This photo was taken at the press conference on October 12, 2009. For whatever reason, this fellow seems to be pleased about something.

NL_photo_12-10-09

This photo was taken in Stockholm on December 10, 2009. I am holding the Nobel Citation and Medal conferred on me by King Carl Gustaf.

 

Remarks by Avinash Dixit (Princeton University)
AEA 2011 Meetings, Nobel Lunch Honoring Elinor Olmstrom and Oliver Williamson:

"[...] Oliver Williamson has reached the stratospheric level of being probably the most cited economist of all time. For most of us, to get an up to date citation count of our work, a weekly or even monthly check suffices. For Williamson, a day or even an hour can make a big difference. I had some commitments this morning and couldn't make a final check just before coming here, so I apologize if my numbers are badly out of date. But as of last night, Google Scholar gave the following statistics:


Economic Institutions of Capitalism: 20556
Markets and Hierarchies: 14357
Mechanisms of Governance: 3576
Transaction Cost Economics, in Handbook of NIE: 6457
Markets and Hierarchies, AER 73: 5777
Comparative Economic Organization, Admin Sci Q: 3667
8 other articles with >1000


As these numbers suggest, Williamson's pathbreaking ideas have permeated economics very thoroughly. Now the danger is that they may seem obvious in the light of today's consolidated understanding of the issues. Therefore we need to pause and remember just how revolutionary his ideas were when he first advanced them. Once again I can give only touch on a few points, and must refer you to Robert Gibbons' Scandinavian Journal article, and the scientific statement of the Royal Swedish Academy of Science.

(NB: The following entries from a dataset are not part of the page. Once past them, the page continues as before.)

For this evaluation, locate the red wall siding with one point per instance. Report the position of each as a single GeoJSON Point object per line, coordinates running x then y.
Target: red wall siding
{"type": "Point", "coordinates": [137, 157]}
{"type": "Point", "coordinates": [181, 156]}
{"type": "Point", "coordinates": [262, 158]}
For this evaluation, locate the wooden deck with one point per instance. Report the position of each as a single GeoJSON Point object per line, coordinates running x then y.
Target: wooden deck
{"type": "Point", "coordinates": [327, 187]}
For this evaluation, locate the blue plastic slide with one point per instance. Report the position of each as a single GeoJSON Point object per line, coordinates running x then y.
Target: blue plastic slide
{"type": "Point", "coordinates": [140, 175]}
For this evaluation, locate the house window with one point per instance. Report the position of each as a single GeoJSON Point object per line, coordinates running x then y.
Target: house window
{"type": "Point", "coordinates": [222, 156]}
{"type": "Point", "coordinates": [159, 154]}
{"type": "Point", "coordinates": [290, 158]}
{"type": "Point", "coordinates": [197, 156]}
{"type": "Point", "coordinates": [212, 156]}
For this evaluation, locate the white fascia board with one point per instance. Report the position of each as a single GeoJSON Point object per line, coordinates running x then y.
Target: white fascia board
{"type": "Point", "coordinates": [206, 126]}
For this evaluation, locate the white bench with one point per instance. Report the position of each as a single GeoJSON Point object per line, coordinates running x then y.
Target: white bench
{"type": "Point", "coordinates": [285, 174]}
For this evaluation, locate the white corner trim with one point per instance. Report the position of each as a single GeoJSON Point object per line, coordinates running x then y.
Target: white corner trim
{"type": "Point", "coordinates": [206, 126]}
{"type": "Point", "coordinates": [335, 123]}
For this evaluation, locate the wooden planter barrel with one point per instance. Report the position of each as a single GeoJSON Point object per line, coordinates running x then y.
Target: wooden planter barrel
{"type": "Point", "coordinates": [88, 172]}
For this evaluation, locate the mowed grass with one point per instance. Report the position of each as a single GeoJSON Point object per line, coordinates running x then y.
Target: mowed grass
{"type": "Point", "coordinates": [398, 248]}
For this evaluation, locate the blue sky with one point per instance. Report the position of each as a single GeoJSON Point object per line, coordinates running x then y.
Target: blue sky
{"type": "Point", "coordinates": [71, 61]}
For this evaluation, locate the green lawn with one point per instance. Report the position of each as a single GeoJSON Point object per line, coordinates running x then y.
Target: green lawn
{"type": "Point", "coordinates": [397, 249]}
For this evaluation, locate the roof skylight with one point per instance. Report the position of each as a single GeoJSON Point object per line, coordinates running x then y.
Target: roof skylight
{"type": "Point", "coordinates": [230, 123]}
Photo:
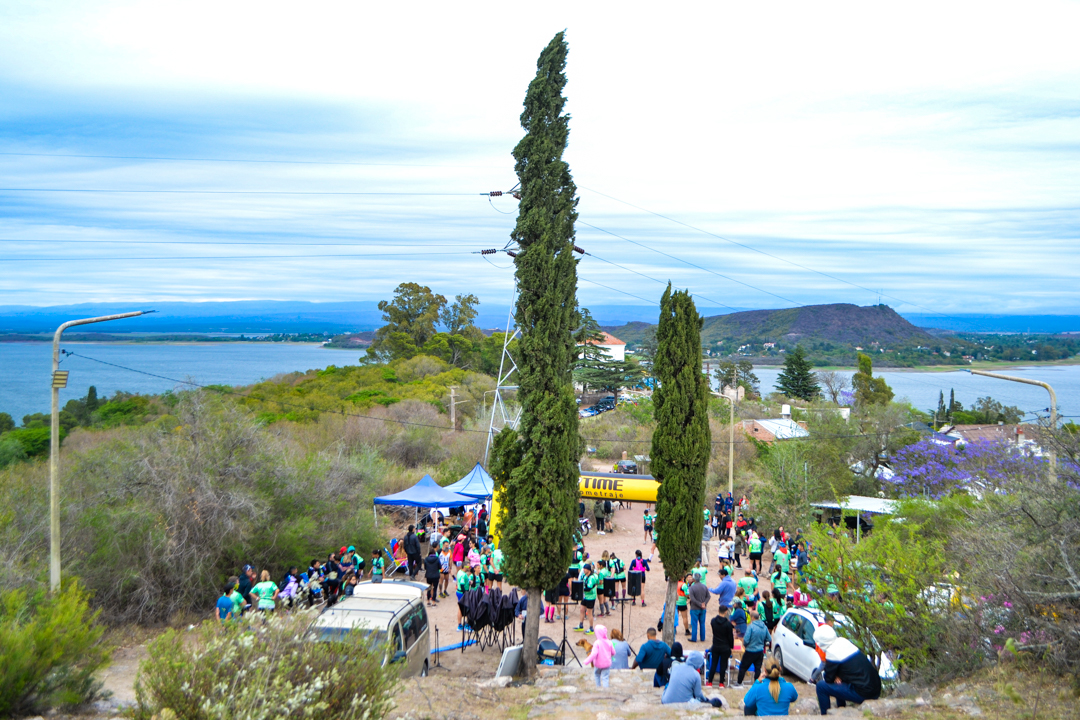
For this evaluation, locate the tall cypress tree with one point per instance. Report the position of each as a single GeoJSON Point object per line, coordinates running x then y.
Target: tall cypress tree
{"type": "Point", "coordinates": [537, 471]}
{"type": "Point", "coordinates": [682, 442]}
{"type": "Point", "coordinates": [797, 378]}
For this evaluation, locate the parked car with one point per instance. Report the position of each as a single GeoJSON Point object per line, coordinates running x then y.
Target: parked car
{"type": "Point", "coordinates": [392, 612]}
{"type": "Point", "coordinates": [794, 648]}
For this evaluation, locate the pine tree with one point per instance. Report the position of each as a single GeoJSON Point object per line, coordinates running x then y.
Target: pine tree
{"type": "Point", "coordinates": [797, 378]}
{"type": "Point", "coordinates": [682, 442]}
{"type": "Point", "coordinates": [868, 389]}
{"type": "Point", "coordinates": [538, 467]}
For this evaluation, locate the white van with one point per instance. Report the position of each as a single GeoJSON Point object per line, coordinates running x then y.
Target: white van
{"type": "Point", "coordinates": [392, 612]}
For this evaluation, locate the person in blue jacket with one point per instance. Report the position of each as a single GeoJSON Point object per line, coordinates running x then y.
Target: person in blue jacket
{"type": "Point", "coordinates": [772, 695]}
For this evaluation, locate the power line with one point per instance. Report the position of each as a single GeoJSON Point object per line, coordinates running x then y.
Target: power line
{"type": "Point", "coordinates": [215, 242]}
{"type": "Point", "coordinates": [760, 252]}
{"type": "Point", "coordinates": [692, 265]}
{"type": "Point", "coordinates": [234, 160]}
{"type": "Point", "coordinates": [225, 257]}
{"type": "Point", "coordinates": [243, 192]}
{"type": "Point", "coordinates": [220, 390]}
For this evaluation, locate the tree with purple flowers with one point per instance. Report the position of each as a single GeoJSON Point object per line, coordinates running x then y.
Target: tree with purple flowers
{"type": "Point", "coordinates": [933, 469]}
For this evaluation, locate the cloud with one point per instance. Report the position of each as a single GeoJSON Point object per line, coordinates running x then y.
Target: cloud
{"type": "Point", "coordinates": [934, 163]}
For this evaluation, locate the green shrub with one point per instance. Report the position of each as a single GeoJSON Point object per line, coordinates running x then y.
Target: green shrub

Williamson redirected the focus of the economics of industry from the technological conditions of production to the informational and organizational conditions of transactions. He also recognized that organizational forms are themselves endogenous, capable of adapting to the needs of transactions. He crystallized this way of thinking as the "discriminating alignment hypothesis." Like all such broad principles, this expresses a tendency, not something that holds true precisely and at all times, but it is a tendency important to remember when we observe organizations and their dynamics, and recommend reforms.

The usual statement of Williamson's contribution is that he operationalized Coase's insight about the boundaries of the firm. He produced a much more detailed and nuanced analysis of the very broad catch-­-all category "transaction costs". He distinguished various kinds of these costs: [1] Complete contracts specifying actions in all conceivable contingencies are infeasible; ex post unprogrammed adaptations must be made. This stood in sharp contrast to the conventional view, most rigorously formulated in the Arrow-­-Debreu framework of general competitive equilibrium with complete contracts. [2] Many interactions require one party or the other to make relationship-­-specific investments; this reduces or even eliminates the check that competition can provide and creates the hazards of opportunism. This was a big departure from the tradition, attributable to the old Chicago school, where everything was flexible and strategic manipulations such as hold-­-up (or entry deterrence) were not possible. [3] The ex post bargaining that ensues in these situations can have inefficient outcomes. This was again contrary to much economic thinking based on the core or the Nash bargaining solution; models of strategic posturing in bargaining resulting in inefficiencies are quite recent.

Williamson's first application of these principles was to vertical integration. He argued that instead of viewing it as a way of increasing market power, we should view it as an adaptation to reduce the transaction costs involved in arm's length 4 dealing in an intermediate good, when its production or use requires specific investments, and contracts covering all contingencies of cost and demand changes cannot be written or enforced. The importance of specific investments, and contractual complexities and incompleteness, are matters that can be measured or proxied, and their implications for vertical integration can be tested. Indeed, such empirical work has provided good consistent support for Williamson's theories, which is admittedly a rather rare achievement in economics.

The hypothesis that organizational forms are (or should be) chosen to economize on transaction costs has produced many other empirically supported applications. It suggests not only whether two parts of the production process should be integrated into one firm, but also who should own that firm and control the residual decision rights. It connects law and economics, helping us understand when contracts will be made and enforced using relational or other private ordering, instead of relying on the court system. It also helps connect corporate finance with corporate governance. A firm whose assets are specific must be financed using more equity, because in the event of dissolution debt-­-owners could not benefit by seizing the assets. Williamson's work has inspired or intrigued other researchers to develop and explore these applications. Sanford Grossman, Oliver Hart, Bengt Holmström, Jean Tirole, Michael Jensen and William Meckling, and many others have constructed rigorous theoretical models of these and other situations. This work has in some cases clarified or refined Williamson's arguments, and in others has led to important new insights or modifications of the original ideas. Today's graduate students and young researchers study organization theory in this new garb. However, we should not forget the debt that these subsequent researchers, and indeed all of us, owe to Williamson's pioneering work."